Yes, you should be able to find it from various vendors. Here are a couple of the first links that came up:
Brand: CHERRY REDType: Surface Hardening CompoundContainer Size: 1 lb.Container Type: Jar
www.travers.com
Brand: KASENIT
www.travers.com
Apparently I was incorrect in putting the "e" on the end - when I did the search I realized it is Kasenit.
Hi, I have used Karen it and it is very good. I was taught as a teenager, in a proper machining and engine refurbishing workshop, with the regional licence for servicing and rebuilding industrial Broome -Wade compressors! The job was case hardening turned shafts for grinding to finished size - using leather wrapped around the shafts, secured with wire and cooked in a wood fire (furnace with lots of draught). That was one of my "Saturday" jobs. Cutting old shoes and boots into strips of leather and wrapping the steel 2 layers thick, bound with wire, then firing to red-heat and quenching. The parts actually ended up in the red hot charcoal before removal from the fire, so probably the charcoal had as much case-hardening effect as the leather? But a fun job for "the boy". I guess you could use the charcoal barbecue nowadays..... burned sausage and burger fat may add an extra something? After a few beers, humans make a suitable cooling fluid for the red-hot parts.. For a bit of nitriding?
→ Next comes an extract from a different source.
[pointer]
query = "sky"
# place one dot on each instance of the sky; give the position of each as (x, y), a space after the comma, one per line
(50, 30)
Also, for a scriber, or small hand tool, we used sugar. It burned when we dipped red-hot steel into a tin of sugar, but it worked OK. Then this new thing called Kasenit became available.... but the boss bought a tin and decided it was only as useful as coke dust, or sugar. We didn't quantitively analyse the performance of relative hardening methods, but where can you get coke dust nowadays?
In medieval times, blacksmiths used donkey pee for quenching blades and tools to get a better edge. The donkey would be fed only on turnips to get "strong liquor, for a good blade". The nitrogen in ammonia is still used for nitriding, but today we use gaseous ammonia in a furnace. For the small home workshop you can nitride steel by using case-hardening technique with Nitrogen-rich fertilizer, from your Garden store. But the fumes are toxic, so do it in the open air and avoid the smoke.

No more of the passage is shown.